[論文レビュー] TimeLMs: Diachronic Language Models from Twitter
TimeLMsは、Twitterデータで訓練された時間依存のRoBERTa-baseベースの言語モデルを3か月ごとにアップデート・リリースし、将来データでの古いモデルの性能低下と継続的更新の利点を示します。
Despite its importance, the time variable has been largely neglected in the NLP and language model literature. In this paper, we present TimeLMs, a set of language models specialized on diachronic Twitter data. We show that a continual learning strategy contributes to enhancing Twitter-based language models' capacity to deal with future and out-of-distribution tweets, while making them competitive with standardized and more monolithic benchmarks. We also perform a number of qualitative analyses showing how they cope with trends and peaks in activity involving specific named entities or concept drift.
研究の動機と目的
- Motivate the need for diachronic, time-aware language models in fast-changing social media like Twitter.
- Show that continual, quarterly updating improves performance on future/out-of-distribution tweets.
- Provide a practical framework and tooling for time-aware evaluation and usage of TimeLMs.
提案手法
- Build a base RoBERTa-base model trained on 2018-2019 Twitter data (2019-90M).
- Continually train updated models every three months using newly collected Twitter data.
- Clean data by removing top-1% most active users, removing duplicates/near-duplicates, and anonymizing mentions (except verified users).
- Evaluate models with TweetEval benchmark and pseudo-perplexity on time-sliced test sets.
- Provide a Python interface to compute pseudo-perplexity and masked predictions across time-specific models.
実験結果
リサーチクエスチョン
- RQ1Do time-specific language models better handle diachronic shifts in Twitter data compared to static baselines?

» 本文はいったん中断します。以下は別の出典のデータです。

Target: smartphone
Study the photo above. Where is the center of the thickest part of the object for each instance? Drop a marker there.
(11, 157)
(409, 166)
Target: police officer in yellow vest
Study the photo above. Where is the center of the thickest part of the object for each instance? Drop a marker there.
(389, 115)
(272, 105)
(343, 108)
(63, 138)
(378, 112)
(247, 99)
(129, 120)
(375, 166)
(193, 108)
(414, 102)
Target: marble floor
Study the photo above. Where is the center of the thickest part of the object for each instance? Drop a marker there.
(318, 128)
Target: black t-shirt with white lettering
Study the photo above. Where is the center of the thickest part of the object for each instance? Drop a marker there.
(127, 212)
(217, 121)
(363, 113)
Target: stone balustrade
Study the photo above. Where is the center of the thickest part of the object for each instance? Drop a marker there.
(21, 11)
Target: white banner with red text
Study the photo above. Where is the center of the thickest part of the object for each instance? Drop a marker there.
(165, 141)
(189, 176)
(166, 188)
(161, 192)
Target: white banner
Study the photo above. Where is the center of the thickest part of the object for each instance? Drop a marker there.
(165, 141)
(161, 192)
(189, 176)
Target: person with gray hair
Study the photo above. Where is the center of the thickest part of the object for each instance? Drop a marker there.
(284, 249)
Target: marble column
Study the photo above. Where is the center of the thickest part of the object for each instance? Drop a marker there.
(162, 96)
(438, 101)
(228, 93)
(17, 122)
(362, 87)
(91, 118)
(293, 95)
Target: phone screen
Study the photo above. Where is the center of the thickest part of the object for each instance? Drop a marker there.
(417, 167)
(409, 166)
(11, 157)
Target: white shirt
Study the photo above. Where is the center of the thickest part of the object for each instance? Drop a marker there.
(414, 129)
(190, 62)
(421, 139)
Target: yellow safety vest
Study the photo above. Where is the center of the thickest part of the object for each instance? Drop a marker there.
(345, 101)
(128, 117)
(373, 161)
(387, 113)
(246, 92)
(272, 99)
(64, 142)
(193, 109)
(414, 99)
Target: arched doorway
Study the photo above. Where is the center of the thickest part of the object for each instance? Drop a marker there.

- RQ2How does continual quarterly updating influence performance on newer versus older time periods?
- RQ3To what extent does increased data size versus recency drive improvements in time-aware LMs?
- RQ4Can a practical tooling interface enable easy time-aware evaluation and usage of TimeLMs?
主な発見
| Models | Emoji | Emotion | Hate | Irony | Offensive | Sentiment | Stance | ALL |
|---|---|---|---|---|---|---|---|---|
| SVM | 29.3 | 64.7 | 36.7 | 61.7 | 52.3 | 62.9 | 67.3 | 53.5 |
| FastText | 25.8 | 65.2 | 50.6 | 63.1 | 73.4 | 62.9 | 65.4 | 58.1 |
| BLSTM | 24.7 | 66.0 | 52.6 | 62.8 | 71.7 | 58.3 | 59.4 | 56.5 |
| RoBERTa-Base | 30.8 | 76.6 | 44.9 | 55.2 | 78.7 | 72.0 | 70.9 | 61.3 |
| TweetEval | 31.6 | 79.8 | 55.5 | 62.5 | 81.6 | 72.9 | 72.6 | 65.2 |
| BERTweet | 33.4 | 79.3 | 56.4 | 82.1 | 79.5 | 73.4 | 71.2 | 67.9 |
| TimeLM-19 | 33.4 | 81.0 | 58.1 | 48.0 | 82.4 | 73.2 | 70.7 | 63.8 |
| TimeLM-21 | 34.0 | 80.2 | 55.1 | 64.5 | 82.2 | 73.7 | 72.9 | 66.2 |
- Time-aware models show competitive performance on TweetEval tasks compared to baselines and BERTweet, with TimeLM-21 performing well across tasks.
- Pseudo-perplexity results indicate newer models generally outperform older ones on contemporaneous test data, reflecting reduced degradation over time.
- quarterly updates reduce degradation over time, though older periods benefit from larger cumulative data in some settings.
- A control experiment suggests that increasing training data size improves performance, while recency primarily benefits more recent test sets.
- Qualitative examples show time-specific models better predict period-relevant masked tokens (e.g., COVID era, Squid Game) than older models.